1- RETROBULBAR HEMATOMA: Picture of unilateral periorbital edema after ocular surgery for DD and question on risk factors and management of retrobulbar hematoma.

2- PSEUDOEXFOLIATION SYNDROME: Picture of pseudoexfoliation syndrome: problems during surgery, precautions during cataract surgery, and management of small pupil during cataract surgery.

3- PCO: Management of PCO and prevention of capsular opacification.

OPHTHALMIC PATHOLOGY

1- Graft rejection: Picture of eye with penetrating keratoplasty with marked C. edema, etc for DD. Question on the pathology and management of graft rejection.

2- Optic nerve glioma: case of NF-1 syndrome with enucleated blind right eye what is the expected cause of enucleation. Question on the pathology of glioma.

 

3. OPHTHALMIC MEDICINE:

 Question on the DD of esodeviation in a 3-year old child and leading questions on diagnosis of retinoblastoma

 Question on DD of a case of 40-y old with night blindness

 Picture of corneal abscess for DD, investigations, ttt

 Picture of episcleral nodular lesion for DD, investigations, tt

 Picture of scleral thinning for DD and leading questions on necrotizing scleritis, investigations, ttt

 Picture of hypopyon in the AC for DD, investigations with leading questions on endophthalmitis

 Question on side effects of systemic corticosteroids (what is the most common: osteoporosis)

 

CLINICAL EXAM:

1- Posterior segment:

Use: 78D lens to examine Case-1: Male patient with High risk NPDR with accidental perifoveal burn, questions on DD, management

Use: 78D lens to examine Case-2: Female patient with AMD with geographic atrophy on one eye and wet AMD on other eye

Use: indirect ophthalmoscope to examine Case-3: unilateral macular hole

2- Anterior segment:

Case-1: Male patient with Fuch endothelial dystrophy with MGD and acne rosacea

Case2: Male patient with Map-dot-fingerprint corneal dystrophy with nuclear cataract

3- Neurophthalmology:

Case-1: Male patient with senile ptosis asking on different measurements that need to be done and management

Case-2: Male patient with RAPD with possible DD (temporal arteritis)

4- Ocular motility:

Case-1: Female patient with thyroid ophthalmopathy (you have to know how to examine for systemic manifestation of thyroid eye disease and how to examine the thyroid gland itself)

Case-2: Male patient with orbital inflammatory disease

Recommendations:

1- For ophthalmology: Wong ophthalmopathy review is the best and it tells you the scenario of the exam. Kanski is enough so donot confuse yourself with other sources. Your clinical practice is essential and you should engage in examining the patients with subspecialities that you

are not familiar with and remember that you must convince the examiner that you have done such techniques hundred times before.

Be self-confident whenever sure about your answer and never appear aroused from any questions, simply say I cannot recall if you donot know.
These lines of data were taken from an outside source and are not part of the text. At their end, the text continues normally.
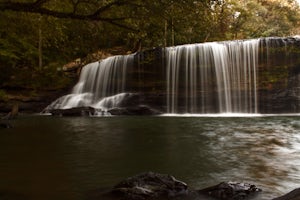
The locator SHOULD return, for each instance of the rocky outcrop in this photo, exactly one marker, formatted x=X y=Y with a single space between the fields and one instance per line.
x=231 y=190
x=293 y=195
x=155 y=186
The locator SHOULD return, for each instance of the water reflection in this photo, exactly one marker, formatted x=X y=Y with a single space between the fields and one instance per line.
x=75 y=155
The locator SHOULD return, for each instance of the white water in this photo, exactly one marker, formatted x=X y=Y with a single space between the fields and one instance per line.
x=101 y=85
x=231 y=65
x=207 y=78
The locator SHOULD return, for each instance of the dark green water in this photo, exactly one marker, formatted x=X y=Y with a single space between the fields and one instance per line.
x=46 y=157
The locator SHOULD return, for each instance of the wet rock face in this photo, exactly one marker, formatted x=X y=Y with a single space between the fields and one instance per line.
x=230 y=191
x=150 y=186
x=155 y=186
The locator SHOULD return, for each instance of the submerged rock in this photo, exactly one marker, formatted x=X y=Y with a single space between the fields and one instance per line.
x=134 y=110
x=230 y=191
x=155 y=186
x=79 y=111
x=293 y=195
x=150 y=185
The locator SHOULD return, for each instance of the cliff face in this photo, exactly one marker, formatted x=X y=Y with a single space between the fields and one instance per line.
x=251 y=76
x=277 y=81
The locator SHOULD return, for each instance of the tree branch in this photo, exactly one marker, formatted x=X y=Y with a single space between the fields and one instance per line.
x=38 y=8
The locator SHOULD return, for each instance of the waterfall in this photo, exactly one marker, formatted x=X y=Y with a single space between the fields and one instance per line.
x=101 y=85
x=241 y=76
x=224 y=72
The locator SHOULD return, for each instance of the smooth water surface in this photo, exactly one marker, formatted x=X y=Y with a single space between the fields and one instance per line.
x=45 y=157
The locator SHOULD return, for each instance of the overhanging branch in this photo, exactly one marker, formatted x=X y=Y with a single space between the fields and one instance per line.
x=38 y=7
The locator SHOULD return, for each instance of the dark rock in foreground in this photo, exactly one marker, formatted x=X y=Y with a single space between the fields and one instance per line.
x=149 y=186
x=154 y=186
x=230 y=190
x=293 y=195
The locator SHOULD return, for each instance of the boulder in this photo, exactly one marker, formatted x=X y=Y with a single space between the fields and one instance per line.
x=155 y=186
x=230 y=191
x=293 y=195
x=134 y=110
x=150 y=185
x=79 y=111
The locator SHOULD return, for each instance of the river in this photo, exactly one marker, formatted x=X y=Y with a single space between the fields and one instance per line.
x=46 y=157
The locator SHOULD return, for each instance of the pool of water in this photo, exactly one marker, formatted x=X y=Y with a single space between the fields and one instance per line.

This saves time giving time for the examiner to ask you another question.

2- Donot miss Chua website, you cannot pass without it.

3- For internal medicine and emergency: Oxford emergency medicine is the best although long but be patient while you read it and pretend that you are called at night to see a relative of you with emergency and no doctors available.